Control Condition: Students in the control group will receive assistance typically provided in the school or in the community.

Research Design and Methods: Students will be randomly assigned to the intervention or community care group. The intervention will last throughout the school year, with coaches and researchers providing the aspects of the intervention program. Outcome data will be collected before, during, and after the intervention.

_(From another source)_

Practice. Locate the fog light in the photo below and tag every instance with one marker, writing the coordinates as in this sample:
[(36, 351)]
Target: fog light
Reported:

Key Measures: Researchers will use a group of measures to collect demographic, descriptive, and diagnostic information, including the Behavior Assessment System for Children-Second edition (BASC-2) and the child version of the Schedule for Affective Disorders and Schizophrenia (K-SADS). Outcomes related to school functioning and social skills improvement will be measured using the Classroom Performance Survey, Impairment Rating Scale, ADHD Rating Scale, Conflict Behavior Questionnaire, the Social Skills Improvement System, student and parent surveys, and reviews of academic records (e.g. grade reports and disciplinary actions). Researchers will collect data on potential moderating and mediating factors such as attendance, depression levels, parental signs of ADHD, and intelligence.

Data Analytic Strategy: Researchers will analyze data using an intent-to-treat approach. Researchers will use hierarchical linear modeling for its advantage in dealing with nested data (repeated measures within individuals from two groups) and attrition across time. Researchers will analyze qualitative data from student and parent surveys descriptively, looking specifically at school and staff characteristics that are necessary to successfully implement BFP.


Journal article, monograph, or newsletter

Bunford, N., Evans, S.W., and Wymbs, F. (2015). ADHD and Emotion Dysregulation Among Children and Adolescents. Clinical Child and Family Psychology Review, 18(3), 185–217.